Paul
Goble
Staunton, December 17 – Members of
the Presidential Council of Inter-Ethnic Relations are preparing school textbooks to promote the Kremlin’s vision of
“a non-ethnic Russian nation,” an effort that is likely to offend both Russian
nationalists and non-Russian residents of the country and that some observers
suggest will not by itself prove effective.
Last week, the Presidential Council announced that it
will use school texts to support “the formation of the self-consciousness of
[non-ethnic] Russians as a single nation,” “Izvestiya” reported, noting that
two members of that Kremlin group, Valery Tishkov and Raamazan
Abdulatipov, have already published such
textbooks (izvestia.ru/news/541428).
Abdulatipov,
a former nationalities minister, has written a text entitled “We are the
[Non-Ethnic] Russian Nation,” and Tishkov, a member of the Russian Academy of
Sciences and the director of the Moscow Institute of Ethnology and
Anthropology, has prepared one on “The [Non-Ethnic] Russian Nation.”
Vyacheslav
Mikhaylov, the head of the Kremlin’s working group on nationalities policy,
told “Izvestiya” that it is entirely possible there will be a competition for
“the best textbook which will help the younger generation understand the common
features of the [non-ethnic] Russian people.”
Mikkhaylov
suggested that the new textbook program needs to be coordinated with the
regional policy, cultural and educational ministries so that a government
program in this subject area can be approved. That is necessarybecause
otherwise the younger generation won’t be able to see any difference between
the “Soviet people” and the”[non-ethnic] Russian one.”
Abdulatipov, who now serves as a
United Russia Duma deputy, has prepared his book in a multi-media format and
devoted many of its pages to the enormous diversity of people in the Russian
Federation, discussing their specific characteristics, their religions, and
their non-religious traditions
The emphasis of Tishkov’s book is
somewhat different.
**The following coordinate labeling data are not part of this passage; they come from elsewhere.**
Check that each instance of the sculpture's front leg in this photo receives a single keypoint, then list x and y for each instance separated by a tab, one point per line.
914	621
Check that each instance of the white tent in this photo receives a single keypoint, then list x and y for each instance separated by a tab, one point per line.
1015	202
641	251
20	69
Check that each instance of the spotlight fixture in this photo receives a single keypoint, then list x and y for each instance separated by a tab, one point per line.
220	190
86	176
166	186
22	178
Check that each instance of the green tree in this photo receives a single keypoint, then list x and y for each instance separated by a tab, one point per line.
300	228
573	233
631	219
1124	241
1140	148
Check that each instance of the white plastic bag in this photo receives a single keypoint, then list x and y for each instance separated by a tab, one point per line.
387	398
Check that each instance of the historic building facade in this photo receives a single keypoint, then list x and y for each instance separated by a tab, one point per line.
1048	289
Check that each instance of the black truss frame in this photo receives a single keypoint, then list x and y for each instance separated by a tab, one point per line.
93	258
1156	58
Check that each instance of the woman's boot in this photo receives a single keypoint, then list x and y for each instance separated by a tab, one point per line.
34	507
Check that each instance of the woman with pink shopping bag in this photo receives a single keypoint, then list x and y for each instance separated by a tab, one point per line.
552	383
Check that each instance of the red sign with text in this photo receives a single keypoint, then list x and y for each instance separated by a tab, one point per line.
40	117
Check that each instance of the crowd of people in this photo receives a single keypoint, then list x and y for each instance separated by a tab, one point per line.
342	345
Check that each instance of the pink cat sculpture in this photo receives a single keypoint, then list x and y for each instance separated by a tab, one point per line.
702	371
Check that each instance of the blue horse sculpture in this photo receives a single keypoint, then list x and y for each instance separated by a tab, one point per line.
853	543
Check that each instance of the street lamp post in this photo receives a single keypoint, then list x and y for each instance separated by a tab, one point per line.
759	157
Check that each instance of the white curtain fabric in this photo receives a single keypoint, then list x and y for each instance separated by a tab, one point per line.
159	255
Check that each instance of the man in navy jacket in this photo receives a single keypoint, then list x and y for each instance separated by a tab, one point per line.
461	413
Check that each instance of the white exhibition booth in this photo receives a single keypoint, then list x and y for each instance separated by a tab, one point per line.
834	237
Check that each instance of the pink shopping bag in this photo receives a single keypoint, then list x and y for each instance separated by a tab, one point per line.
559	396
He sees his task as showing and explaining that “the
[non-ethnic] Russian people are one.” “For
20 years,” he told the daily, he has been “working on developing a concept of
the [non-ethnic] Russian people as a multi-ethnic civic nation. Even the
youngest must have a vision of their motherland as a single whole.”
Alena Arshinova, a member of the
Duma’s education committee, says that introducing such elements into the
curriculum is extremely important, “but it is important that [any such course]
be an elective and that children not be forced to study national culture” lest
that compulsion drive them away.
But many commentators are skeptical
that this program will work. Andrey
Piontkovsky, the director of the Moscow Center for Strategic Research, argues
that such “’national’” lessons “will not help correct the catastrophe which has
taken place in our country” however “theoretically based” they may be.
“Russia’s problems in this regard
have gone so far that they cannot be resolved by lessons however well-intentioned
.. As long as Caucasians and Russians do not start feeling themselves as
members not only of one country but of one community with common values,
lessons about nationality policy in the schools will not bring any results.”
Although “Izvestiya” does not
mention this, there is only one certainty.
This proposal and especially Tishkov’s association with it guarantees
public opposition. Most Russian
nationalists see the ethnographer as trying to impose an American-style society
on Russia and thus will attack this idea vigorously.
And most non-Russians will see this
measure with its stress on oneness as an attack on their cultures and political
status and a covert effort to Russianize them, whatever Tishkov or Abdulatipoc
say. As a result, this latest effort to
promote a common identity end by having just the opposite effect.